Plena de mocedad, el rostro angelical, así era Alicia. No la marchita cera de un rostro demacrado por meses de sufrimiento que ahora miras, que no puedes dejar de mirar fijamente, todavía hipnotizado por la fascinación de la muerte, de una muerte que te toca tan de cerca en ese ambiente funerario tan parecido a un jolgorio, y piensas contra tu voluntad en cosas en que no quieres pensar, en cosas que no quieres recordar y recuerdas.
A veces Alicia no estaba cuando llegabas y te ponías a esperarla en la terraza, charlando con el hermano o leyendo un libro. Alicia solía salir frecuentemente a caminar, salía a trotar y regresaba al poco rato, ardiendo como una tea, a veces tiznado el rostro, rejuvenecida como en una fuente de la juventud: subía de dos en dos los escalones y te plantaba un beso en la mejilla y se iba a bañar.
Tú la idealizabas, tú la venerabas, tú pensabas en ella como algo inalcanzable, excepcional, un sueño irrealizable, algo intocable. Alicia era una criatura espiritual que vivía al margen de todas las cosas mundanas.
La última vez que fuiste a visitarla ella no estaba en la terraza. Alicia ya no estaba. Había salido a caminar, a trotar como de costumbre y tú bajaste, bajaste a comprar cigarrillos en el colmado de abajo, junto al taller de mecánica. La puerta entreabierta al fondo.
De repente empezaste bruscamente a sentir que la sangre se helaba en tus venas, te convertías en hielo, en estatua de hielo.
No podías creer lo que creíste cuando ibas a comprar cigarrillos y pasaste frente al taller de mecánica con la puerta entreabierta al fondo. Era la voz de Alicia, apenas perceptible para ti, apenas reconocible en medio del barullo, a través de una puerta entreabierta, inequívocamente la voz de Alicia en la parte trasera del taller de mecánica, aullidos de placer de una gata en calor, aullidos de placer de Alicia.

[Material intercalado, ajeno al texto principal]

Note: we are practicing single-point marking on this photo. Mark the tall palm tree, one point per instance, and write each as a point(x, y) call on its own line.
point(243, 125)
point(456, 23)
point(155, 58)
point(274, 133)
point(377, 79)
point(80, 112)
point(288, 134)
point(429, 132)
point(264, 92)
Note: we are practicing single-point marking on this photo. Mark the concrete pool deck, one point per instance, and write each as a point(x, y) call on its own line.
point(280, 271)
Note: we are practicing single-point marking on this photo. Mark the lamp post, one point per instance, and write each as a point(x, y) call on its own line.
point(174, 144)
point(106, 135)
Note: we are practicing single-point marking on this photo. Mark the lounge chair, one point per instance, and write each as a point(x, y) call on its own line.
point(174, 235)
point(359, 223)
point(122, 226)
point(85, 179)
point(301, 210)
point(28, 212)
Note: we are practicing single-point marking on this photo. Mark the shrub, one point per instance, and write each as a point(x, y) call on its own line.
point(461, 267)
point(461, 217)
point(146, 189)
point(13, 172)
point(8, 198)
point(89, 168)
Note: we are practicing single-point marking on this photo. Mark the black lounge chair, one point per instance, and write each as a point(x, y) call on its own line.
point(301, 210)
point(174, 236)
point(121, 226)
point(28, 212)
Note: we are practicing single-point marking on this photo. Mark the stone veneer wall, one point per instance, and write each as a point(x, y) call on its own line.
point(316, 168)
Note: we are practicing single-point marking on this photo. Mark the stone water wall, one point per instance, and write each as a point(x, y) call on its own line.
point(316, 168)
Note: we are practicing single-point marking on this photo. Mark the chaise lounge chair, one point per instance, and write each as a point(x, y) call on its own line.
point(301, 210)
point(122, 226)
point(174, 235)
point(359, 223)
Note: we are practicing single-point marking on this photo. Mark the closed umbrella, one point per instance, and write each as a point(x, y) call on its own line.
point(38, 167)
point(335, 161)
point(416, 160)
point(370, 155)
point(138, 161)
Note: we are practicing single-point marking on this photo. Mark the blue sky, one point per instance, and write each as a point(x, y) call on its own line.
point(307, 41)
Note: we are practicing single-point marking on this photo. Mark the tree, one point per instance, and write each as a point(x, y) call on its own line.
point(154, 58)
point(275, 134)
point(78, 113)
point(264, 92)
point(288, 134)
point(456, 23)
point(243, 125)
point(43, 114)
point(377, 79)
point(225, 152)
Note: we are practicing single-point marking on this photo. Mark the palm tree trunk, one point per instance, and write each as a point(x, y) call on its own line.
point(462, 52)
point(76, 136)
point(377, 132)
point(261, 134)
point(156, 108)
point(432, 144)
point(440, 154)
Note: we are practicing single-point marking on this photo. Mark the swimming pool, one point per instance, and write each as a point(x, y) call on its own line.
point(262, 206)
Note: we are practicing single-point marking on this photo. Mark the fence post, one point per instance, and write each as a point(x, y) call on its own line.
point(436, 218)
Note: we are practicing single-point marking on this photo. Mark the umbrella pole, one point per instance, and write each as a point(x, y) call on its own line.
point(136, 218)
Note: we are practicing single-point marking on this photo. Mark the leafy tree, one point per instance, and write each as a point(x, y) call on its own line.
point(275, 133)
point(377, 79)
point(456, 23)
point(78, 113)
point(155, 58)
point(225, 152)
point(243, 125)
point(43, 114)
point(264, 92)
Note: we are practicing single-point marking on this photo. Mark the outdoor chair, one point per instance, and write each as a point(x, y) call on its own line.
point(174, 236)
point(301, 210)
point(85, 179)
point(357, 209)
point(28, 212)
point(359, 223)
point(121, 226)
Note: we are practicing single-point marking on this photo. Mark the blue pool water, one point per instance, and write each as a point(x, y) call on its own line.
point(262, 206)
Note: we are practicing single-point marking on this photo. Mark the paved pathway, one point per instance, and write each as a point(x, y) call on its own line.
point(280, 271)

Te asomaste con discreción a la puerta entreabierta. Alicia casi desnuda, Alicia al revés y al derecho en manos de dos mecánicos tiznados y desnudos, Alicia como una gata loca gozando en cuatro patas con los mecánicos, Alicia pidiendo más, Alicia insaciablemente pidiendo más y los mecánicos complaciéndola hasta el cansancio. Alicia sobre una mesa gozando como una loca, dando gritos de loca complacida, ofreciéndose a mecánicos que la gozaban como un pedazo de carne, ofreciéndose como pura piltrafa gozosa a gente que la trataba como piltrafa.
Tú atontado, sin resuello, el semblante descolorido, sin poder creer lo que habías visto y oído, con el peso infamante de un dolor y una confusión sin límites. Tú subiendo las escaleras mecánicamente paso a paso y esperándola mientras te fumabas un cigarrillo. Al poco rato Alicia subiendo por la escalera de dos en dos los escalones, alegre como una pascua, tiznado el rostro, rejuvenecida como en una fuente de la juventud, plantándote como siempre un beso en la mejilla antes de irse a bañar.